Conducir bajo la chaparrón es uno de los escenarios más peligrosos en la carretera y, sin retención, miles de conductores cometen el mismo error: nutrir la misma velocidad y distancia de frenado que en condiciones secas.
Cuando el pavimento está mojado, el agarre de los neumáticos disminuye significativamente y el tiempo de reacción del transporte se duplica.
Sin retención, muchos conductores subestiman este factótum y continúan conduciendo como si la carretera estuviera sequía. El resultado puede ser horrible: pérdida de control, múltiples colisiones y costosos daños a la propiedad.
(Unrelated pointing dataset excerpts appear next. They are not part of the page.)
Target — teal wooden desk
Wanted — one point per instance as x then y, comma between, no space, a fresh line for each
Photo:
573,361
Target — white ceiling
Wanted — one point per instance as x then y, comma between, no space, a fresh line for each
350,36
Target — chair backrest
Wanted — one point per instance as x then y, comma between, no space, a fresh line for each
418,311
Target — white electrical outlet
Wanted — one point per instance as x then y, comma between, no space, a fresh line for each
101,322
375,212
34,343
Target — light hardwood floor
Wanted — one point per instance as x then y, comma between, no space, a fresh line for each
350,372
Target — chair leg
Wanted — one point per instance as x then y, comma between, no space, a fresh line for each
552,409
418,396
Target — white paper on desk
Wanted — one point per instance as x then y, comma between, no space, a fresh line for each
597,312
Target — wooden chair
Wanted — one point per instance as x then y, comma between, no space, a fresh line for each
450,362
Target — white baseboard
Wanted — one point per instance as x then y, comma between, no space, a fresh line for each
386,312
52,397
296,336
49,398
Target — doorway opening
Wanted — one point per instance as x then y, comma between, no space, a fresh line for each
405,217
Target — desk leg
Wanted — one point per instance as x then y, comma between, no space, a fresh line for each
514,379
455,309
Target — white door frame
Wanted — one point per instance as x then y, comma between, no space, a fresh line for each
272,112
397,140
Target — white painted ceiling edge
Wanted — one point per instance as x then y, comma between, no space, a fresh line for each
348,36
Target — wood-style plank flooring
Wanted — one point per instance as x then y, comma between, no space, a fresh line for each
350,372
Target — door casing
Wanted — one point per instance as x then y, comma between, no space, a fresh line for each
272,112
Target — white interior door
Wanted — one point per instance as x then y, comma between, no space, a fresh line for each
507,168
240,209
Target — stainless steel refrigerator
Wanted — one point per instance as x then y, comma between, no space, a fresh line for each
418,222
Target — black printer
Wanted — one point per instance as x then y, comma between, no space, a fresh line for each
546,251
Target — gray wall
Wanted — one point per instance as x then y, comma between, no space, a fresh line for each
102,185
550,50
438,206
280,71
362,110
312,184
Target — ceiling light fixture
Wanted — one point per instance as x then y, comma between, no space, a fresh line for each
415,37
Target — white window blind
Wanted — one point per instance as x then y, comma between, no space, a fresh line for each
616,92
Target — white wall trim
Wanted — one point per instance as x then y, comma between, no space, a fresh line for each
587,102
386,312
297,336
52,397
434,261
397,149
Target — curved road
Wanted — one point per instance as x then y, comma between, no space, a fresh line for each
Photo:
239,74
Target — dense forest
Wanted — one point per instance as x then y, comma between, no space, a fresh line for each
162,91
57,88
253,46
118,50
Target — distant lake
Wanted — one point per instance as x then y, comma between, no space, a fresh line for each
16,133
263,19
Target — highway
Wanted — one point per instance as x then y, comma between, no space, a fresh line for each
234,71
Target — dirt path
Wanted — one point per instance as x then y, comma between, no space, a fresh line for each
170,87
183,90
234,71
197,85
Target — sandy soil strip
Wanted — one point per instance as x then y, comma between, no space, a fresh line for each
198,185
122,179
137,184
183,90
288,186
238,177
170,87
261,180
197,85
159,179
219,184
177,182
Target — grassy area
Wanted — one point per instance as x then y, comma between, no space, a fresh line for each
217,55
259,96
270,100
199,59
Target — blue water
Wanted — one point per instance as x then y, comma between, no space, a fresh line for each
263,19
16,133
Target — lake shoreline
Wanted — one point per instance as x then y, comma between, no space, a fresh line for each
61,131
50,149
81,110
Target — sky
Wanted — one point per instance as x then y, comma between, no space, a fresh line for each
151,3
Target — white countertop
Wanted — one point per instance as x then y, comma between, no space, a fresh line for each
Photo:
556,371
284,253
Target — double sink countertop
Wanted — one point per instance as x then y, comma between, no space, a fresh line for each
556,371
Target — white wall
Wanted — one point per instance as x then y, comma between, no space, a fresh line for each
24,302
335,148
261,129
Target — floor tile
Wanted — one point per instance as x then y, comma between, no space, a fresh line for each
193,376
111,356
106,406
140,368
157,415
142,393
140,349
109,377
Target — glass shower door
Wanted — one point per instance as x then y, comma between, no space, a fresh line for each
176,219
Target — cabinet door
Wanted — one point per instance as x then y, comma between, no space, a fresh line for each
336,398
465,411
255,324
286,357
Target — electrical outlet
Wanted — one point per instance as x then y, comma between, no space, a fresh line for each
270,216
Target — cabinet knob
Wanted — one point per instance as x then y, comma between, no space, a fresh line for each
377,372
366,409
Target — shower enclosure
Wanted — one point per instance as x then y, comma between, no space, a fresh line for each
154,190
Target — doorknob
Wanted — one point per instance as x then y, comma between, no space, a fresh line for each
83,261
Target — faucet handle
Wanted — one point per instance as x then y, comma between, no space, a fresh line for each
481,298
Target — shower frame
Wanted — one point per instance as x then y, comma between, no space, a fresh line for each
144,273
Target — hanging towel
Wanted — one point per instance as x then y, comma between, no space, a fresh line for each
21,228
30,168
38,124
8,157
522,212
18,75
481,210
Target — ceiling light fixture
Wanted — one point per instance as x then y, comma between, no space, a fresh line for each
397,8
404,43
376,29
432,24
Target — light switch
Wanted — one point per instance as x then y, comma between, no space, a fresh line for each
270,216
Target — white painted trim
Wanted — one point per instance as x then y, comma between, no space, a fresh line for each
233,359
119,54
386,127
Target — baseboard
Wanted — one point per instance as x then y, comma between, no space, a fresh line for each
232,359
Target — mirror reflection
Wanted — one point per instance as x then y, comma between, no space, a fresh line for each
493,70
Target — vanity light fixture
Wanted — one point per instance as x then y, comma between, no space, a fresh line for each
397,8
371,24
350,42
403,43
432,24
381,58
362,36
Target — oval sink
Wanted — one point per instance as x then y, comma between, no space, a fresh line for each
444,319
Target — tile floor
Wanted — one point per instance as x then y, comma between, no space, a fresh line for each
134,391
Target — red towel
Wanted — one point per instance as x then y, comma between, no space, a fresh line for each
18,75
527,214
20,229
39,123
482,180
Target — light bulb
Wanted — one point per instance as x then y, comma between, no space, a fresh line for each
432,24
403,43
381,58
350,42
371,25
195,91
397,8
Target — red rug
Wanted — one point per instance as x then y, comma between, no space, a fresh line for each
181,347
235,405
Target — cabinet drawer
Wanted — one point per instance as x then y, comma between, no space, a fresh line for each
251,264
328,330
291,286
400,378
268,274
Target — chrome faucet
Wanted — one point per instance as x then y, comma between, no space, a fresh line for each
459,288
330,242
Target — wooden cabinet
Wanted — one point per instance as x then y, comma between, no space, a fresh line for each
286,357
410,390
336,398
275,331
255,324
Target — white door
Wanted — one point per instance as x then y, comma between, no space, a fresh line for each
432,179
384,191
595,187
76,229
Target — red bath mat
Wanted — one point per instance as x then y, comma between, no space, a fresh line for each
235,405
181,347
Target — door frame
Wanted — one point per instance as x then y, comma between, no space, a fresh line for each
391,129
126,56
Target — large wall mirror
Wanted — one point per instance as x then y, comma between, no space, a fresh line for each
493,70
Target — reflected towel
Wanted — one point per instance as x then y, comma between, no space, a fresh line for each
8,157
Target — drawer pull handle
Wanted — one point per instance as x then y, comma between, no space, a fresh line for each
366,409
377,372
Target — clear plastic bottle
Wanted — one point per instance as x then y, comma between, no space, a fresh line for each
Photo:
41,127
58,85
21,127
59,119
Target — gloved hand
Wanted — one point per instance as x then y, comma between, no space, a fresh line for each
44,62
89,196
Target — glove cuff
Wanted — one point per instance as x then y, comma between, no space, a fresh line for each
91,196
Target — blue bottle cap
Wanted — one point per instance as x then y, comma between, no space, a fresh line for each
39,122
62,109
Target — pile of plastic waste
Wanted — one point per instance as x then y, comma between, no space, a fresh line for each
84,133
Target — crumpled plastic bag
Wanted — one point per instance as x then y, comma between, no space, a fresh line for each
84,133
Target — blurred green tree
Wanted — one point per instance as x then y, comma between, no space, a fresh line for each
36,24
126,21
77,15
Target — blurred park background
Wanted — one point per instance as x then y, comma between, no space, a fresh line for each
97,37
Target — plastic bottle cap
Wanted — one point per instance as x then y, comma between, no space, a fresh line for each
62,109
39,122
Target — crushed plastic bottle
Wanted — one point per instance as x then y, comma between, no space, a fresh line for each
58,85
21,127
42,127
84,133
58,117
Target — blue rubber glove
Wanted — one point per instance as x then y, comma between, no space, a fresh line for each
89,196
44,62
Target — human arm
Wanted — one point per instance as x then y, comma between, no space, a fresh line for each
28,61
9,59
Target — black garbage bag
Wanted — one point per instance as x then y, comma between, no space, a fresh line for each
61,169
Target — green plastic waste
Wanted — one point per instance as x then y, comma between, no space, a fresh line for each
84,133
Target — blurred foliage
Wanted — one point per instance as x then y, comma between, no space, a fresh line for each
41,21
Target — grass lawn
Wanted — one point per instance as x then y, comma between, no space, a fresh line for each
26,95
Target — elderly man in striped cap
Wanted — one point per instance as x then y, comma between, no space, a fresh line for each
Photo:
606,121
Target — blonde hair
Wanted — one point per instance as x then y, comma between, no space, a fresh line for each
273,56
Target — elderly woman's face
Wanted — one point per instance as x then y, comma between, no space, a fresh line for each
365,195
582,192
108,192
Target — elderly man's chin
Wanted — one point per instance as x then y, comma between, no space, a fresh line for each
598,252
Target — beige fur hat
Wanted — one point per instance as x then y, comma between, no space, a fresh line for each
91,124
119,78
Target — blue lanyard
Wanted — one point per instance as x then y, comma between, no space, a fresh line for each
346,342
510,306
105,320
Expertos en la materia, como Aníbal Germoso, recomiendan sujetar la velocidad al menos un 30%, aumentar la distancia de seguimiento, encender las luces bajas para mejorar la visibilidad y evitar maniobras bruscas. También destacan la importancia de revisar neumáticos y frenos ayer de emprender la marcha, especialmente durante la temporada de lluvias.
En República Dominicana, donde las lluvias suelen ser intensas y repentinas, este error se convierte en un factótum de parada peligro. La Dirección General de Transporte Terrestre ha reiterado que la prevención es animoso: un descuido bajo la chaparrón puede salir muy costoso, tanto en daños materiales como en vidas humanas.